Il primo round, in attesa di vedere cosa accadrà in Aula al Senato domani quando arriveranno le mozioni dei vari gruppi parlamentari sul Tav Torino-Lione, è andato in scena ieri. Dopo che da mesi non si risparmiavano attacchi incrociati neanche tanto velati, si sono incontrati gomito a gomito alla presentazione del nuovo hub ferroviario di Rogoredo Milano. Da una parte il ministro delle Infrastrutture Danilo Toninelli, dall’altra il ministro dell’Interno Matteo Salvini. Uno sguardo veloce, una stretta di mano formale, dopodiché silenzi e nulla più. Soltanto – e ancora – attacchi e accuse lanciati l’uno all’altro. Il primo a parlare è stato Toninelli che, poco dopo essere arrivato, ha subito replicato a Salvini che “il Governo non cadrà” su questo e che lui “può minacciare chi vuole”, ma che la mozione presentata dal Movimento 5 stelle per bloccare l’opera “impegna il Parlamento e non” l’Esecutivo. Inoltre Salvini “deve capire che non sta governando con Silvio Berlusconi ma con una forza politica che opera per il bene del Paese”.

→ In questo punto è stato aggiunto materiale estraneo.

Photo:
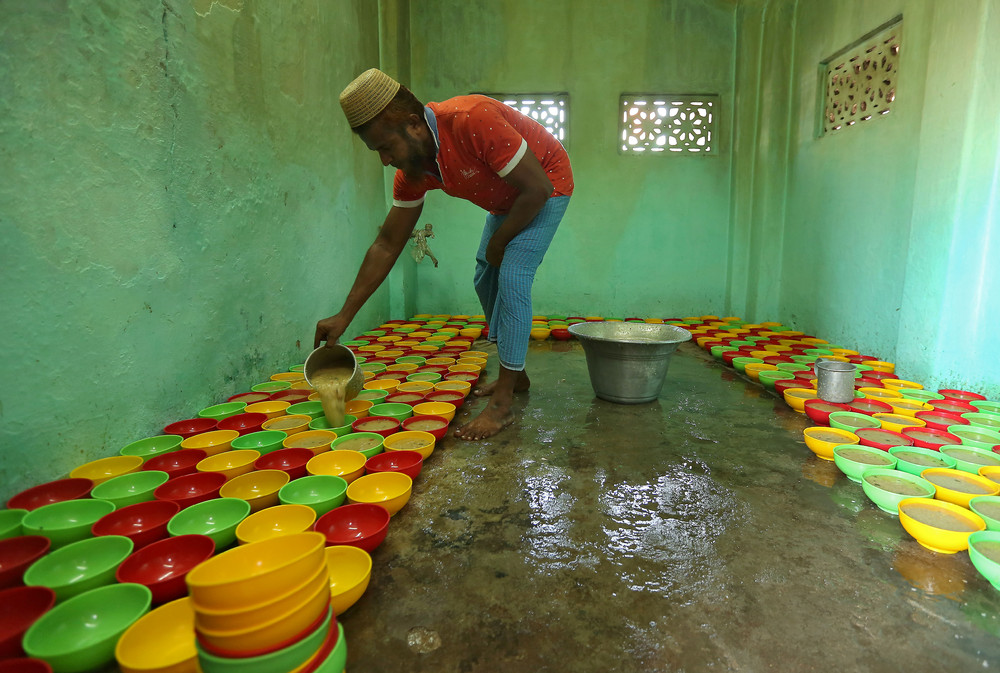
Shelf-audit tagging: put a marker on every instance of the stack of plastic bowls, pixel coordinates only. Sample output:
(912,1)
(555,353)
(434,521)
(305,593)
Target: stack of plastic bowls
(264,599)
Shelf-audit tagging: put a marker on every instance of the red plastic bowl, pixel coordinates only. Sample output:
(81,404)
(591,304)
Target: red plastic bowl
(176,463)
(362,525)
(439,433)
(21,607)
(143,522)
(16,556)
(190,427)
(819,410)
(407,462)
(243,423)
(191,488)
(51,492)
(162,566)
(293,461)
(360,425)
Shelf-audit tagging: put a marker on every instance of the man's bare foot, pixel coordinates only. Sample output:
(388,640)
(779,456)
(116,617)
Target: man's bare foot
(489,422)
(520,385)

Ma per Salvini l’Alta Velocità Torino-Lione, e il tema delle infrastrutture in generale, rimane un punto fondamentale dell’azione di Governo e l’ha sottolineato anche dal palco della conferenza stampa, proprio davanti al ministro Toninelli, che lui ha ribattezzato nelle scorse settimane il ministro “dei blocchi e dei no”. “C’è bisogno di treni veloci e sicuri – ha detto il vicepremier leghista – che sono un passo avanti verso il futuro e l’Europa”. Poi parlando con i giornalisti è tornato a dire che un voto del Parlamento contro il Tav “sarebbe un voto di sfiducia al premier Giuseppe Conte” e quindi al Governo, considerando l’apertura alla realizzazione dell’opera proprio da parte del presidente del Consiglio.
CHI HA VIOLATO LE REGOLE. In realtà, però, chi sta tradendo realmente gli accordi iniziali, contravvenendo a quanto stipulato inizialmente, è il Carroccio. Il contratto di Governo sul punto era chiaro: sarebbe stata necessaria una rivalutazione dell’opera Torino-Lione, una sua ridiscussione. E, nonostante l’analisi costi-benefici non abbia lasciato dubbi sull’inutilità del mega-progetto, il Carroccio non ha mai fatto passi indietro, spalleggiando con partiti come il Partito democratico e Forza Italia. Lavorando, dunque, con le opposizioni e non per il cambiamento tanto auspicato.
LA STRANA ALLEANZA. Non è un caso che adesso, paradossalmente, sono proprio le opposizioni a chiedere a Salvini, dopo il voto sulle mozioni, di staccare la spina. Ed è quantomeno paradossale che a farlo siano proprio esponenti del Pd, quello stesso Pd da cui sono arrivate le accuse di “razzismo” e “fascismo”. Chiaro il ragionamento del responsabile Infrastrutture del Pd, Roberto Morassut: “Comunque vada la discussione sulla Tav […] la maggioranza si dividerà su un’opera strategica che però è parte anche di un trattato internazionale. L’opera non può andare avanti con la contrarietà politica del partito di maggioranza relativa e del Ministro delle Infrastrutture, si rischiano boicottaggi, ritardi e aumento dei costi. Se Salvini è un buffone il Governo andrà avanti nonostante il voto divergente delle forze della maggioranza, altrimenti stacchi la spina”.
Non divergono molto le argomentazioni di Fratelli d’Italia e Forza Italia, in un’inedita coalizione non solo contro il Movimento cinque stelle, ma anche contro il contratto di Governo che tanto i Cinque stelle quanto il Carroccio hanno fatto votare ai loro attivisti. E, al di là di tanta retorica, è questo il dato inoppugnabile: i Cinque stelle hanno tenuto fede ai patti con i propri elettori. Non si può certamente dire lo stesso per quanto riguarda la Lega.